LayoutLMv3 processor error

I am currently using the finetuned LayoutLMv3 on the FUNSD dataset.

When I was using the model for new images, I noticed a problem using the processor.

encoding = processor(resized_image, words, boxes=boxes, return_offsets_mapping=True, return_tensors=“pt”)

The elements of boxes can only be less than 1000. so I have resized the boxed and also the image to have a max dim of 1000.

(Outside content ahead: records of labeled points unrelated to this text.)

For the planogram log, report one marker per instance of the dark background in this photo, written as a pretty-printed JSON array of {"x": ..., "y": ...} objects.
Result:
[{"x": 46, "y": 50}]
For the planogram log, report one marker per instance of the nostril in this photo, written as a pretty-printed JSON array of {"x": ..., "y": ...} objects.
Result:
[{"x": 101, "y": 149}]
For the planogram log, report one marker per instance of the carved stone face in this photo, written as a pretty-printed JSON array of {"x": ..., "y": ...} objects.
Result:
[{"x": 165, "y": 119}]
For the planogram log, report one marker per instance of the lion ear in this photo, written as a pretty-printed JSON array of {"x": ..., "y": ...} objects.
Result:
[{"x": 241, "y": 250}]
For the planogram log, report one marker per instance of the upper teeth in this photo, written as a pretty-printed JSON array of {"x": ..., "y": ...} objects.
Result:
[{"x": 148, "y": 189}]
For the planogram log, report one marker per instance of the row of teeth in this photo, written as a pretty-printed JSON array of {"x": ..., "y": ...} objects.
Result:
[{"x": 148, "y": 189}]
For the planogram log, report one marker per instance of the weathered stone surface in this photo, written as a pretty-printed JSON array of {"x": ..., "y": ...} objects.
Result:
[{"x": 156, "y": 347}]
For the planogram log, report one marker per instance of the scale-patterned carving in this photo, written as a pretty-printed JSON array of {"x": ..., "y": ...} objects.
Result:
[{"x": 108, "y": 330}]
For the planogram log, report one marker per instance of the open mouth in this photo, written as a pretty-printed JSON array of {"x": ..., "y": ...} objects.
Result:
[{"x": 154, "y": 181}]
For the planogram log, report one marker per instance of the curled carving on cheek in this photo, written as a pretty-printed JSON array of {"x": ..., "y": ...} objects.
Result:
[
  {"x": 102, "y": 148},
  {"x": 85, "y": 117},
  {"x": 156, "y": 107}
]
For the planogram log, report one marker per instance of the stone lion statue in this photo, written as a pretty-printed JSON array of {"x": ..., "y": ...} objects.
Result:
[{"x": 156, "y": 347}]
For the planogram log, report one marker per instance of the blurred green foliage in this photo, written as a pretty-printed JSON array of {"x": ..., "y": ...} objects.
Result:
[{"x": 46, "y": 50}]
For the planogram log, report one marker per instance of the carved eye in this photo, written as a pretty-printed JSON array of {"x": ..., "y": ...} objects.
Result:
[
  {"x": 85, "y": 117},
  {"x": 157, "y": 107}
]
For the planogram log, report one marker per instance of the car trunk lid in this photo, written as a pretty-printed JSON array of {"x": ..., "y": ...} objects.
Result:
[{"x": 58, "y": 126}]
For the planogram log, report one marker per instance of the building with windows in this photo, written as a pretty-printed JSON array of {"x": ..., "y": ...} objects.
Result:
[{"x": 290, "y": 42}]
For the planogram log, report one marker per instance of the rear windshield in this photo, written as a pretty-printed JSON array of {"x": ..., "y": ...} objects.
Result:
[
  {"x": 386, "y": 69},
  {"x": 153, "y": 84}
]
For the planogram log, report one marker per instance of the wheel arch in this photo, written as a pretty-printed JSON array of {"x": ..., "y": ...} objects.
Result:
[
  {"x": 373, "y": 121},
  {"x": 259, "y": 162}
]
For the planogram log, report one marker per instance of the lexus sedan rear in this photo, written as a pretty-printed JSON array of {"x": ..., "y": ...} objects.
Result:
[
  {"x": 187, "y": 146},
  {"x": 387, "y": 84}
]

Is that the correct way of doing things?

Then, I have encountered an error during

with torch.no_grad():
outputs = model(**encoding)

“IndexError: index out of range in self”

Can anybody explain to me why this error?
encoding = processor(resized_image, words, boxes=boxes, return_offsets_mapping=True, return_tensors=“pt”)

And lastlyb are all the images resized to (224,224)?
Here are the encodings.
for k,v in encoding.items():
print(k,v.shape)

Outputs:
input_ids torch.Size([1, 795])
attention_mask torch.Size([1, 795])
offset_mapping torch.Size([1, 795, 2])
bbox torch.Size([1, 795, 4])
pixel_values torch.Size([1, 3, 224, 224])

1 Like

Apparently there is a precedent. It seems that the dataset and the model are incompatible. You will probably need to normalize the dataset manually.

1 Like

For me the normalization was not the problem.
As mentioned in the above posts one of the recurrring problems was that the bounding boxes were too small.

That was not the problem for me:

code to check if each bbox is at least (1,1)

for bbox in bounding_boxes:
assert bbox[2] - bbox[0] > 1
assert bbox[3] - bbox[1] > 1

The problem was that the embedding layer in model wass not accepting the input ids in the data sample. This generally happens when the length of data sample is more than 512. one has to set the truncate parameter to True. So that the length never more than 512. Mine was 700.

encoding = processor(original_image, words, boxes=boxes, return_offsets_mapping=True, max_length=512, padding=“max_length”, truncation=True, return_tensors=“pt”)

But still have not figured out why resize to 224,224.

Thanks John6666

1 Like

I’m glad you were able to resolve some of this.

But still have not figured out why resize to 224,224.

Other models such as the SigLip, for example, also resize to that size, though not exactly the same size, so perhaps the current model is designed for that level of resolution.
However, there are a lot of things I don’t understand, such as why it is necessary to reduce the resolution that much, and which one gives better results if it is stretching, padding, or cropping.
Well, I’m not mainly dealing with VLM or LLM, so I’m going to assume that as long as there are no problems with the operation, it’s fine.

This topic was automatically closed 12 hours after the last reply. New replies are no longer allowed.